Having laid its multi-vendor cards on the table with an announcement that Xerox was now on its price list, former HP-only integrator Centari Systems last week pulled a "big blue" ace from its sleeve in the form of IBM.
According to managing director Jon Johnston, as an IBM reseller, Centari's sales force will now not only be able to bid for existing IBM channel traffic at the big end of town, but also introduce additional solutions to its traditional mid-range markets.
"We see a good fit across our entire range of customers," Johnston said of commercial desktops, Intel-based workstations (Intellistations), notebooks (Thinkpads), and file servers (Netfinity) which it is now reselling in addition to product from Hewlett-Packard and Xerox.

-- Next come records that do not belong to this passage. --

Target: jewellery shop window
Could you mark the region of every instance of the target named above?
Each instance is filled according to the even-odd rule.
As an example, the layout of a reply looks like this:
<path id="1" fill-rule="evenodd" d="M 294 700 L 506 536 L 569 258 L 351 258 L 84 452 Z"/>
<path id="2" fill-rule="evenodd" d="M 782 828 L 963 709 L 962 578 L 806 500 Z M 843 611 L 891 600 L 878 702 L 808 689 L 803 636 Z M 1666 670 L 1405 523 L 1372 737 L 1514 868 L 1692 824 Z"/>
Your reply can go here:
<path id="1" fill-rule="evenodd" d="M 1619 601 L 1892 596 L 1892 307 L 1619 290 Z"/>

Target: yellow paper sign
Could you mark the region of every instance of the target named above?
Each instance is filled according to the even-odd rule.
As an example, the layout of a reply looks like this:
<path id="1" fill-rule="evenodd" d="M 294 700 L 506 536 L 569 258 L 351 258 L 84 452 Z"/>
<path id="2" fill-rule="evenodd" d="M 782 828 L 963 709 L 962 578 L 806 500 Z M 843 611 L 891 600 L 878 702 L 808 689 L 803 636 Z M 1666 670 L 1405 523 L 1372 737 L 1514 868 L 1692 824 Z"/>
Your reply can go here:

"We almost never see IBM in our core marketplace, which is the 100- to 1000-seat type of customer. It is our perception that other resellers are not selling IBM into that space.
"IBM is doing most of its business at the big end of town - 5000 seats and above - and at retail. Wherever their market share is coming from, it is not the area that we are competing in."

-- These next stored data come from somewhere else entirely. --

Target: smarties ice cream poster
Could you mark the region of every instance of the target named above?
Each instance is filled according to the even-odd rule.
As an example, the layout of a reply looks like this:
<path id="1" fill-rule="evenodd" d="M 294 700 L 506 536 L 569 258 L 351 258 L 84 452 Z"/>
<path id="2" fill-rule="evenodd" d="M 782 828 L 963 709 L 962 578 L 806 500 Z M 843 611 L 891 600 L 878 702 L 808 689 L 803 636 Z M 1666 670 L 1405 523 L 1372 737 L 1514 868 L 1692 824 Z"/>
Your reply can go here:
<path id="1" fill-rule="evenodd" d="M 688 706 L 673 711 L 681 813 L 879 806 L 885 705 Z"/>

Johnston said there is definitely demand for IBM in "mid-range" organisations and huge potential in what Centari has proven to be a very lucrative market. In the past, with HP, it has only come up against IBM in about "one or two out of 10 deals", he said.
"They all know the brand, but nobody is coming to them with it," he said. "We feel that being able to offer IBM product will make customers have a closer look at us."
A major benefit from its new partnership is being able to introduce IBM's strong notebook range which Johnston rates as being "very good". "We have never had a very good notebook offering. Historically, HP's notebooks haven't been as good as IBM's," he said.
Johnston didn't want to reveal the targets that have been set for IBM sales but he does "expect IBM sales to be a significant part of total revenues in six to 12 months".
Johnston is confident that growth of IBM revenues will be "in addition to current HP sales" rather than at their expense. "Certainly there will be slower growth, but we don't see any HP business dropping off," he said.